Peabody (Whitechapel) Estate, Glasshouse Street
(now John Fisher
Street) see also Katharine Buildings
George Peabody (1795-1869) [picture 1857 by James Reid Lambdin] was a New Englander who made a fortune during the rapid growth of Baltimore as a port and trade centre, and moved to London in 1837, aged 42, to consolidate his empire (financing American railroad expansion and the first transatlantic cables, and establishing the merchant bank that was to become Morgan Grenfell). He financed the American exhibits at the 1851 Great Exhibition. Ironically, for one who aged 17 had volunteered as a soldier to fight against the advancing British fleet, he did much to foster Anglo-American trade and political relationships; and come the Civil War (which divided the American community in London) pressed for educational opportunities for blacks. His major benefaction was the £150,000 Peabody Donation Fund (the Peabody Trust), later increased to £500,000, for the construction of such improved dwellings for the poor as may combine in the utmost possible degree the essentials of healthfulness, comfort, social enjoyment and economy for Londoners, a gift acknowledged by Queen Victoria as wholly without parallel. Its creation was marked by a statue in Threadneedle Street unveiled by the Prince of Wales. When he died in 1869, the carriages of the Queen and the Prince of Wales followed the hearse to Westminster Abbey, where Gladstone was among the mourners. He was the first American to be awarded the Freedom of the City of London. |
ARTIZANS' AND LABOURERS' DWELLINGS IMPROVEMENT ACT, 1875. The Whitechapel District has already been greatly benefitted by the operations of the above Act, and should all the official representations which have been made to the Metropolitan Board of Works, of the several areas referred to in former Reports, be carried out, will be still further benefitted. The five areas of which the Medical Officer of Health has made official representations, are— 1. The Royal Mint Street Scheme. 2. The Flower and Dean Street Scheme. 3. The Goulston Street Scheme. 4. The Great Pearl Street Scheme. 5. The Bell Lane Scheme.
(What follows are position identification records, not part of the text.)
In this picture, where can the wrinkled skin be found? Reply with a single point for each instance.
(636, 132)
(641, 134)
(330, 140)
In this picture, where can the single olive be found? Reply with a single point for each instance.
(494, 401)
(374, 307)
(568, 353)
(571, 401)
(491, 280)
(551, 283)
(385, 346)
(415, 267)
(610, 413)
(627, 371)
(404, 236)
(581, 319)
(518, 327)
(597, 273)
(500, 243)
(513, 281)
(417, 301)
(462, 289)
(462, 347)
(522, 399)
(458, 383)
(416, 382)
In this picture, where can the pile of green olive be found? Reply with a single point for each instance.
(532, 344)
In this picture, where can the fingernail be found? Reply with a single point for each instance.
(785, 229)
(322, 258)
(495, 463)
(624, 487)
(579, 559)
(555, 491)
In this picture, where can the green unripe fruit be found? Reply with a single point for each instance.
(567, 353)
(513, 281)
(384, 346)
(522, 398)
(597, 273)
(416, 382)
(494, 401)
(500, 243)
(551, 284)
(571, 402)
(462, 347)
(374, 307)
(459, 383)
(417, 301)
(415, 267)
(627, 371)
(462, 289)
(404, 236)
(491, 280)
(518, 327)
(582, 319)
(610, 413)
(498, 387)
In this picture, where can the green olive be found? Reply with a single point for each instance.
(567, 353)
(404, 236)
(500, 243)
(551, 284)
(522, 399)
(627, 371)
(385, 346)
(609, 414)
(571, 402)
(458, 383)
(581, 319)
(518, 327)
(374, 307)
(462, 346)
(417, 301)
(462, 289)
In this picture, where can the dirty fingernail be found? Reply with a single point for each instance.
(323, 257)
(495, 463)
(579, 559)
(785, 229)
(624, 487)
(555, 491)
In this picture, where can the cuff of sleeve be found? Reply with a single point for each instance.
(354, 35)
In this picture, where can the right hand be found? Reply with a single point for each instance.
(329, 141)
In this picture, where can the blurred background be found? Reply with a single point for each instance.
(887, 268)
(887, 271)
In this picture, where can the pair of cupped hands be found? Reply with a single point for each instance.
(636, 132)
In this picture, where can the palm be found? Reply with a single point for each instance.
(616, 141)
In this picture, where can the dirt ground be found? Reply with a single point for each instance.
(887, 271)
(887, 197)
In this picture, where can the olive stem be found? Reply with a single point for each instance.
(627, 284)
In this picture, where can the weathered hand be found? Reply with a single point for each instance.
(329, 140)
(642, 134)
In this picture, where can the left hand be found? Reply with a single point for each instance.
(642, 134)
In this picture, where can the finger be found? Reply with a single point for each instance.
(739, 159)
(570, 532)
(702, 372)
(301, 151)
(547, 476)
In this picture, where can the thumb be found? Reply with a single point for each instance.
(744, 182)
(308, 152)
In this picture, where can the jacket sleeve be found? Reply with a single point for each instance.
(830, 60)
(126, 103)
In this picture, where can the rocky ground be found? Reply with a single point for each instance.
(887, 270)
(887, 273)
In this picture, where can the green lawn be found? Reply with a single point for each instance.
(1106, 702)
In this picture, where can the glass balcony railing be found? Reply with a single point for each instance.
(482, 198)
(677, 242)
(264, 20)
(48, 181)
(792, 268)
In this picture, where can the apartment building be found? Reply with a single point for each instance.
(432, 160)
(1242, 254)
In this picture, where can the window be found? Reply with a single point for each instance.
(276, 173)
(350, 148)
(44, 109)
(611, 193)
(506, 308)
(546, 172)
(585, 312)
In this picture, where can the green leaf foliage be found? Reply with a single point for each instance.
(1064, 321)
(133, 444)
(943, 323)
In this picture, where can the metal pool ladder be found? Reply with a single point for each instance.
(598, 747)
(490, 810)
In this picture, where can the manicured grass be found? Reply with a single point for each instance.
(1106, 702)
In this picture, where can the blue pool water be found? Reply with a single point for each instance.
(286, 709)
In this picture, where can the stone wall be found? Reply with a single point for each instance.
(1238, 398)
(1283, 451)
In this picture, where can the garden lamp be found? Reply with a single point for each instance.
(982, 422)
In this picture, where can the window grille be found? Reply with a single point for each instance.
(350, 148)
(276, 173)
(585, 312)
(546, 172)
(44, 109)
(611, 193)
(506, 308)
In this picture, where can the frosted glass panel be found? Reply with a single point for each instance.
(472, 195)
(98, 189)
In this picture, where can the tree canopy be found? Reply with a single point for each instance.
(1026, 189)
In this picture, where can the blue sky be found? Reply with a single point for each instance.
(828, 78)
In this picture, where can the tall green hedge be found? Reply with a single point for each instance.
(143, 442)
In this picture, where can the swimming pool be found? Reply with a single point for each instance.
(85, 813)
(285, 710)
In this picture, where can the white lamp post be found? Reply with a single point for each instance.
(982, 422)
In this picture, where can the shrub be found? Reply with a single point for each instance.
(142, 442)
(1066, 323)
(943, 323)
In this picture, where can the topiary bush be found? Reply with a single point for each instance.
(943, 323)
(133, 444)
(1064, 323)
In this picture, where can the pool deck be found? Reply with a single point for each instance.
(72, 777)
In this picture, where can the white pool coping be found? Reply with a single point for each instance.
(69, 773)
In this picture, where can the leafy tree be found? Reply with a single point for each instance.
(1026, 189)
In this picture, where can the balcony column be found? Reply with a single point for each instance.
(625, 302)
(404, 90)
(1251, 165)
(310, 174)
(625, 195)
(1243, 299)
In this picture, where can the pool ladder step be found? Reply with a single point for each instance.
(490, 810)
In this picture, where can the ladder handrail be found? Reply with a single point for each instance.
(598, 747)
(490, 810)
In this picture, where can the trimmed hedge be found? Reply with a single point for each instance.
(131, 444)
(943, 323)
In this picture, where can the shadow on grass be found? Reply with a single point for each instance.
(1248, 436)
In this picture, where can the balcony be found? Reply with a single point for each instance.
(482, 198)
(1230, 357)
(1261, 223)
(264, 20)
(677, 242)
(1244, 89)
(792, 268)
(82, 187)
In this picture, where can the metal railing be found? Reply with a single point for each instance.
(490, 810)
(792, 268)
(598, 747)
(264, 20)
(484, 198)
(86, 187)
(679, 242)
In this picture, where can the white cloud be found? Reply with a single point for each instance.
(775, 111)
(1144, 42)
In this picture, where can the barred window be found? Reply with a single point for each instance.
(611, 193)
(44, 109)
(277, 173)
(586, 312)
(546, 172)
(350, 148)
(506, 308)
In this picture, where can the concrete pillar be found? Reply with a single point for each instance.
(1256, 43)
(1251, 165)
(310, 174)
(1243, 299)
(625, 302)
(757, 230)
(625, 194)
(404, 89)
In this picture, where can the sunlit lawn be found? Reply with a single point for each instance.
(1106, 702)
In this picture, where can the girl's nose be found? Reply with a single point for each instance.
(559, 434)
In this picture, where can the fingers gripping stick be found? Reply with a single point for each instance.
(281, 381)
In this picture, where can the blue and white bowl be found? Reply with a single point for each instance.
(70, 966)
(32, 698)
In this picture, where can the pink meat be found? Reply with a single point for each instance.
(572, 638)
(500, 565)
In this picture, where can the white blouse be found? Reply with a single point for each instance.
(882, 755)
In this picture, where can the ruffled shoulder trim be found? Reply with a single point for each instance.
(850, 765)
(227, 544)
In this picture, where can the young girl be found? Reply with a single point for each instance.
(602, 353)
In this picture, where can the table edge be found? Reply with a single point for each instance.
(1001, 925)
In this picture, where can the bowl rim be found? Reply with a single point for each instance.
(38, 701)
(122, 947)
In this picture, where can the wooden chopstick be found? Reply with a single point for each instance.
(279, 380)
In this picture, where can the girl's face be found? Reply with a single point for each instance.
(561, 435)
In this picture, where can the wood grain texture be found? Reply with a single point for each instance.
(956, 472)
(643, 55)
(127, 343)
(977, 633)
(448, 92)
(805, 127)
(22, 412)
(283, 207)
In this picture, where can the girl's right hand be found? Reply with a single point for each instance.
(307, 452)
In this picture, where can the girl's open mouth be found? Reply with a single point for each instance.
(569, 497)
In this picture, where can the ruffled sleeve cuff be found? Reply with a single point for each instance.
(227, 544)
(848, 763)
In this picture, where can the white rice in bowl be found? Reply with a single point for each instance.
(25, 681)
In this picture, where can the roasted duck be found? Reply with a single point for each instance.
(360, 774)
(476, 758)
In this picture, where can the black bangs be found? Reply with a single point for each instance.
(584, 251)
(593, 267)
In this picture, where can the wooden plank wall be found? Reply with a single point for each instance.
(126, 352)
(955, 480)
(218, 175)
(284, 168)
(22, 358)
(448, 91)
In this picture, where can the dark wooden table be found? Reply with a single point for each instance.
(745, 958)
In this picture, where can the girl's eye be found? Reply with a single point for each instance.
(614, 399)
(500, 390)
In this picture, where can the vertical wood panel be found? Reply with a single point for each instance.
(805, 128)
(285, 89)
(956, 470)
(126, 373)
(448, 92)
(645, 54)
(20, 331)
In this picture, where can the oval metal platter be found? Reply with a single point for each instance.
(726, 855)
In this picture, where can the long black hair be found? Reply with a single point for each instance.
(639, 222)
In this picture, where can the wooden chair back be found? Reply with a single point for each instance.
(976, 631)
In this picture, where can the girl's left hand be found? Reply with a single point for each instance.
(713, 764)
The whole of these several areas, together, comprise near twenty acres. At present, however, only three of these areas have been purchased by the Metropolitan Board of Works, viz., the Royal Mint Street, the Flower and Dean Street, and the Goulston Street areas.All the houses, with the exception of the 'Crown' public house, in Butler's Buildings, and the Schools in Darby Street, within No. 1 area, have been taken down, and blocks of Peabody Buildings have been erected on part of the area. These buildings consist of eleven blocks, and are built to accommodate 286 families. The population in these buildings was, at the end of March last, 1207. Some idea of the wretched condition of the Royal Mint Street area may be formed, when I state that it consisted of about six acres, and contained 450 houses, which were occupied by 3,750 persons, thus allowing to each, on an average, a space of only 8.3 square yards; but in a court called Crown Court, which formed part of this area, and joined Blue Anchor Yard with Glass House Street, there was only an average space of 3.4 square yards for each person. |
Henry Astley Darbishire was Peabody's principal architect until 1885 (he had designed their first scheme, Commercial Street in Spitalfields; the memorial drinking fountain to his patroness Baroness Angela Burdett-Coutts - then the richest woman in England, and known as 'Queen of the poor' - in Victoria Park is also his work). He undoubtedly created a recognisable, standard formula for their estates, though the constraints of the sites that the MBW had prepared often shaped the design, and the tricky Whitechapel estate is one of his most flexible plans. Less concerned with streetscape - so that his buildings look grim from the road - they concentrated on inward-facing blocks with internal spaces between them. He was keen on the use of coloured bricks for string courses and other details - he read a paper on the subject to the RIBA in 1865. (Pictured is the standard street entrance door used after 1875.)